Tiny ribbons could cool computers

Engineers at Vanderbilt University say they’ve found a new cooling technology for computer chips, lasers and other devices.

Deyu Li, associate professor of mechanical engineering, and his team have found that the thermal conductivity of a pair of thin strips of material called boron nanoribbons can be enhanced by up to 45 percent depending on how the two ribbons are stuck together.

The results should apply to other thin film materials too, says the team.

“This points at an entirely new way to control thermal effects that is likely to have a significant impact in microelectronics on the design of smart phones and computers, in optoelectronics on the design of lasers and LEDs, and in a number of other fields,” says Greg Walker, associate professor of mechanical engineering at Vanderbilt.

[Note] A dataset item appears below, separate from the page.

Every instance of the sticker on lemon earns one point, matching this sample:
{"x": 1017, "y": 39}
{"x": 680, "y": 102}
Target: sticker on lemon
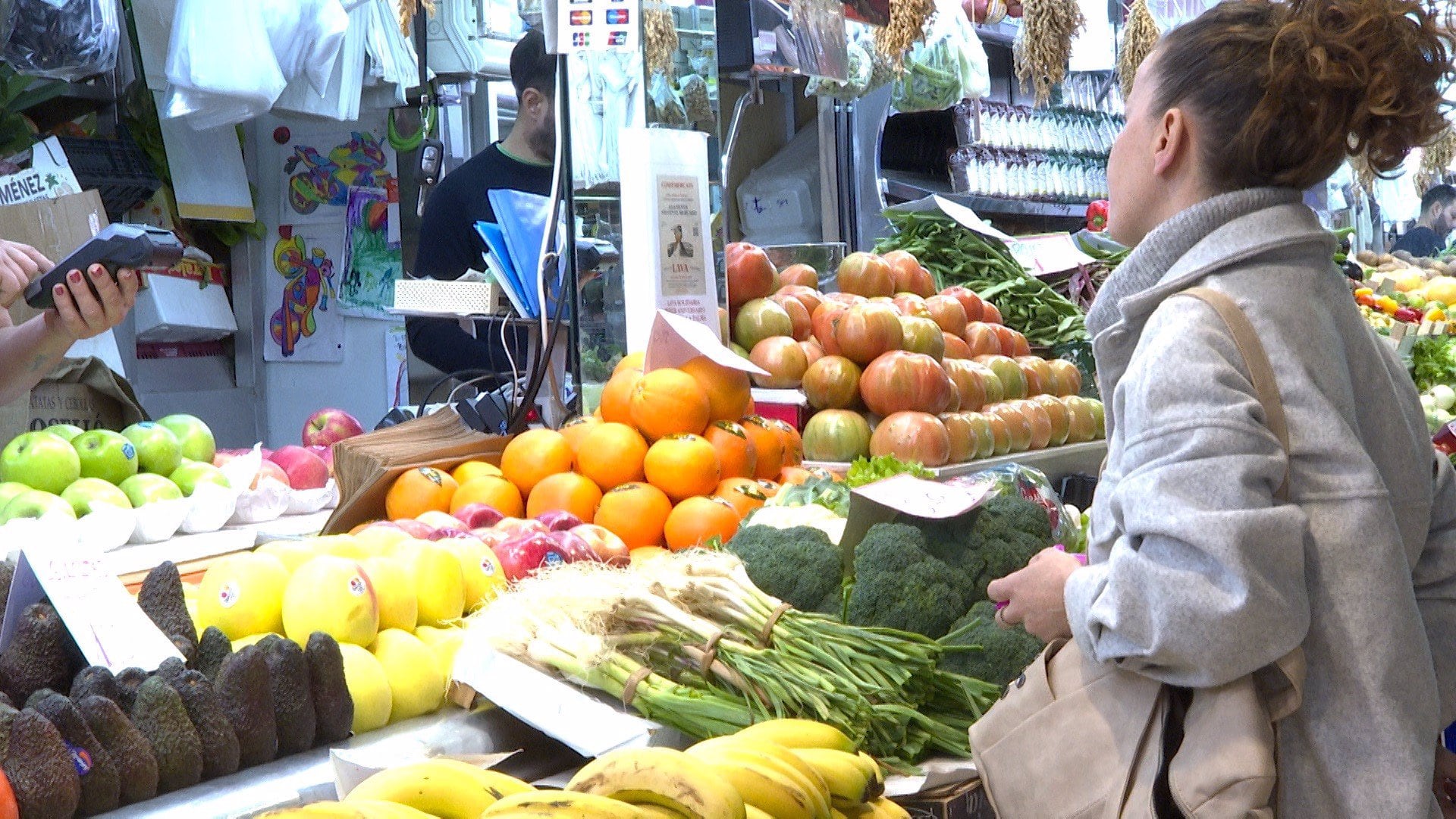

The two nanoribbons together are held together by a weak electrostatic attraction called the van der Waals force – the same force that allows geckoes to walk up walls.

“Traditionally, it is widely believed that the phonons that carry heat are scattered at van der Waals interfaces, which makes the ribbon bundles’ thermal conductivity the same as that of each ribbon,” says Li.

“What we discovered is in sharp contrast to this classical view. We show that phonons can cross these interfaces without being scattered, which significantly enhances the thermal conductivity.”

The team found that they could control the thermal conductivity between a high and a low value by treating the interface of the nanoribbon pairs with different solutions.

And the effect is reversible: for example, when the researchers wetted the interface of a pair of nanoribbons with isopropyl alcohol, pressed them together and let them dry, the thermal conductivity was the same as that of a single nanoribbon.

However, when they wetted them with pure alcohol and let them dry, the thermal conductivity was enhanced. Wetting them with isopropyl alcohol cut the thermal conductivity back to the original low value.

One of the first applications is likely to be in the thermal management of microelectronic devices like computer chips. With billions or even trillions of transistors jammed into chips the size of a fingernail, preventing overheating has become a major factor in their design.

Indeed, heat management is one of the major reasons behind today’s multi-core processor designs.

Another area where the technique could be used is in the design of nanocomposites – materials made by embedding nanostructure additives such as carbon nanotubes to a host material such as various polymers.

These are being developed for use in flexible electronic devices, structural materials for aerospace vehicles and a variety of other applications.